Kwon, Miwon. “One Place After Another: Notes on Site Specificity.” October 80 (Spring 1997): 85-110.
annotation by
Kristine Nielsen (Theories of Media, Winter 2003)
In this seminal essay, Miwon Kwon maps out—almost in a spiral—the expanding notions of site specificity in art practices of the past forty years. These various shifts occur parallel to one another, she observes, negating the appearance of a logical (almost Hegelian) series of developments and dematerializations: 1) Whereas the autonomous artwork used to be the site of authenticity confined by the limits of the object, in the 1960s and ’70s, the artwork became contingent upon its physical setting and the phenomenological experience of it in a specific time and place within the context of the white museum or gallery space. 2) From the physical site we then shift to a dematerialized, cultural site, a practice of site specificity that revolves around notions of the institution of art and its social framework. Rather than letting the site become the space of its presentation, the site now becomes the space of presentation itself, says Kwon. 3) From the cultural site, we move toward a discursive site. Site specificity attempts here to engage in everyday life beyond the walls of the institutions of art so as to embrace non-art and social issues. The locational and cultural sites become here subordinate to the discursive site. 4) A discursive site may also exist between sites, says Kwon, a transitively experienced site that is not a map, but more like an itinerary. Site is a theme only. This sort of site between sites requires an artist as instigator. The artist turns into an itinerant artist traveling from one place to another making critical interventions. 5) The artist via his or her history becomes, then, a kind of site, that is, he or she becomes the necessary author to authorize and authenticate an intervention in a site. Consequently, the assumed uniqueness of a place is marked by the artist’s “interventionary services” (103, 33n).

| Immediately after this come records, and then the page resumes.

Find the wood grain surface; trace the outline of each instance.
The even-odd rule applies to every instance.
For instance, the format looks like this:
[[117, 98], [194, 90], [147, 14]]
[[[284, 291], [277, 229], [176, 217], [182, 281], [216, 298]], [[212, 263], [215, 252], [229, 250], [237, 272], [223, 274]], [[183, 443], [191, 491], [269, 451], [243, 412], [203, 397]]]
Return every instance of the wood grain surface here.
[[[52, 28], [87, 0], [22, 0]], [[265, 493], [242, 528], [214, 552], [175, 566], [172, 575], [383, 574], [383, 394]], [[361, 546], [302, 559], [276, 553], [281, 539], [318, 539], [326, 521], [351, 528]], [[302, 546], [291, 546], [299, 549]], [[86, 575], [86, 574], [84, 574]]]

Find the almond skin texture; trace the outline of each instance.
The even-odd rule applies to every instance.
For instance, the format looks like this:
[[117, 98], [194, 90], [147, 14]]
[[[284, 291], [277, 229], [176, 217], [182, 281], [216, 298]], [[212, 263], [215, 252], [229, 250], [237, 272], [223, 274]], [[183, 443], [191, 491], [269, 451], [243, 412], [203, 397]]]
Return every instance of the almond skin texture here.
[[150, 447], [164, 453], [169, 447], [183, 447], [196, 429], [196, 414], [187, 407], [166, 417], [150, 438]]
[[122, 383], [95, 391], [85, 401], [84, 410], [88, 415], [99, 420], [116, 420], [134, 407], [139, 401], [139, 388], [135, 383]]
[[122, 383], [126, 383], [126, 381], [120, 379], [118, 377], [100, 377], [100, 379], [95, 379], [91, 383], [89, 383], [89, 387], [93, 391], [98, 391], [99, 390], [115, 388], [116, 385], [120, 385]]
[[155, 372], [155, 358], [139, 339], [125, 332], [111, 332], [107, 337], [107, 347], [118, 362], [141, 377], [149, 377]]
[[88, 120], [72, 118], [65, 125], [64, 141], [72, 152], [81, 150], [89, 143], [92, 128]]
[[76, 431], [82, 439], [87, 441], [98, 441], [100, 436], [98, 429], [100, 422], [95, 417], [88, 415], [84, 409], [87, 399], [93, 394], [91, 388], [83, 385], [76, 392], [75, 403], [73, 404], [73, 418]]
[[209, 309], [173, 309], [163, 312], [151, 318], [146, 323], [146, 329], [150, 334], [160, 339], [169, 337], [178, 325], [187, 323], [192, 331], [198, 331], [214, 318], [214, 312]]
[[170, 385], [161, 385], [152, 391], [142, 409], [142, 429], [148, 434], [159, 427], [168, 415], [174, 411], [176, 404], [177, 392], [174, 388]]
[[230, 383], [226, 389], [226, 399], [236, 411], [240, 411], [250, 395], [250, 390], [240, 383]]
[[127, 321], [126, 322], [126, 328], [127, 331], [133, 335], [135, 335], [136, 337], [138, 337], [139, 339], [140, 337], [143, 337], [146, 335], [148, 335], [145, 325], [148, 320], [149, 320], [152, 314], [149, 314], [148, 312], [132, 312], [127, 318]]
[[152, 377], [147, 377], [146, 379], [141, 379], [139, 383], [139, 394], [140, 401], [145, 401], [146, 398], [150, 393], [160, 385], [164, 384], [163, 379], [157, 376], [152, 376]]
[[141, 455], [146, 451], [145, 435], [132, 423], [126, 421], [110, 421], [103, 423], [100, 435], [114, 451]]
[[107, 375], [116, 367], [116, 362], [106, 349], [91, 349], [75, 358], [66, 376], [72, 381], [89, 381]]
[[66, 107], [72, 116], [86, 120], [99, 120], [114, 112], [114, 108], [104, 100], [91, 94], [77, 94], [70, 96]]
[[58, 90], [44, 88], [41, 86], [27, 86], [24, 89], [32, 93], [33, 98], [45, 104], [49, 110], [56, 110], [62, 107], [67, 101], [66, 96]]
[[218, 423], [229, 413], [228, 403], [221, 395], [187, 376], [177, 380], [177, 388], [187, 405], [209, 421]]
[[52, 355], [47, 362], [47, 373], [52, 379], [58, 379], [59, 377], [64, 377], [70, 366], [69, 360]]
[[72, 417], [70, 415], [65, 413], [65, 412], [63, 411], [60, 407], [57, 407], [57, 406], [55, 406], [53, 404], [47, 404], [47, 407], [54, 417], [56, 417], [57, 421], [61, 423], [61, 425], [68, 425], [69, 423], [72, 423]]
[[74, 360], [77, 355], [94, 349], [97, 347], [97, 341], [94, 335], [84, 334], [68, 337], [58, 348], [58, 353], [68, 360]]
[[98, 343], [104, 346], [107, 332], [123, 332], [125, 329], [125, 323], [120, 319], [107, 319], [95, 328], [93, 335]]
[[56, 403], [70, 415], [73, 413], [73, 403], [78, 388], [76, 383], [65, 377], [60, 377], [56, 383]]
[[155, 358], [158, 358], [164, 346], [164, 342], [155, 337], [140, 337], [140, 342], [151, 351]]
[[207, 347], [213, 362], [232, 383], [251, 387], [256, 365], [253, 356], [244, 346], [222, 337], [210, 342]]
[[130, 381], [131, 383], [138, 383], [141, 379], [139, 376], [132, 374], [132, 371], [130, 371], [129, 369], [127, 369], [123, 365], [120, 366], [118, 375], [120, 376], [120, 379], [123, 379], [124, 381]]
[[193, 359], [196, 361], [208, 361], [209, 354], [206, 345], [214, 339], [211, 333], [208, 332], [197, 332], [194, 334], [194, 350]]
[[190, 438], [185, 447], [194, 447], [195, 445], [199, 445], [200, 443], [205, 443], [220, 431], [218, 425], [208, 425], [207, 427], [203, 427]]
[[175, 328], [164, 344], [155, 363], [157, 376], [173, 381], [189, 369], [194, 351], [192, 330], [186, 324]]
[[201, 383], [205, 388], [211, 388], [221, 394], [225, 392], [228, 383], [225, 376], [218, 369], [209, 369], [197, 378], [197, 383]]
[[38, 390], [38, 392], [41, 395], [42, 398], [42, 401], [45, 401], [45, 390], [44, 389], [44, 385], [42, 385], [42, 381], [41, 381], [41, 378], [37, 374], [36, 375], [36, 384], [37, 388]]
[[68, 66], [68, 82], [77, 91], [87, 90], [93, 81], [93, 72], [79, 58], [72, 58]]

To Kwon, the unhinging of site specificity is a surrendering to capitalist expansion, which she marks as the commodification, serialization and, thus, homogenization of locational differences. The erasure, which she claims will take place, brings to mind the omnipresent McDonald’s. But if one compares her claim to W. Benjamin’s erroneous belief that mechanical reproduction leads to the loss of aura because the reproduction is detached from its authentic site and appears everywhere, is it then necessarily the case that an artist jumping from one place to another in sequence or serialization doing site interventions will result in homogenization and the lack of uniqueness of site and work? Kwon argues (aided by Henri Lefebvre) against globalization on capitalistic terms, but I hesitate to make the jump she makes that lets artistic interventions necessarily lead to spatial indifferentiation. Her solution to the capitalist notion of an artist as a service provider is to think of a “double mediation” where site specificity, as an artistic practice, becomes a “terrain between mobilization and specificity” (109). Kwon: “This means addressing the differences of adjacencies and distances between one thing . . . next to another, rather than invoking equivalencies via one thing after another” (110). Globetrotting contemporary artists and the cities and institutions that commission them require taking on a “relational sensibility” that will engage the artist in the local community in a way that weaves together local themes and problems, and leaving strings and continuities generated on the site’s terms rather than units of capitalist productions irrespective of local differences. Kwon’s article makes an important contribution to the understanding of the practice of site specificity today as well as its political ramifications or alliances, but I am not convinced that each intervention by the same artist will result in the same intervention without respect and regards for the contingencies and differences of each cultural place and, moreover, that jumping from one place to another is necessarily so distinct from the relations, contextualizations and weaving that Kwon is seeking.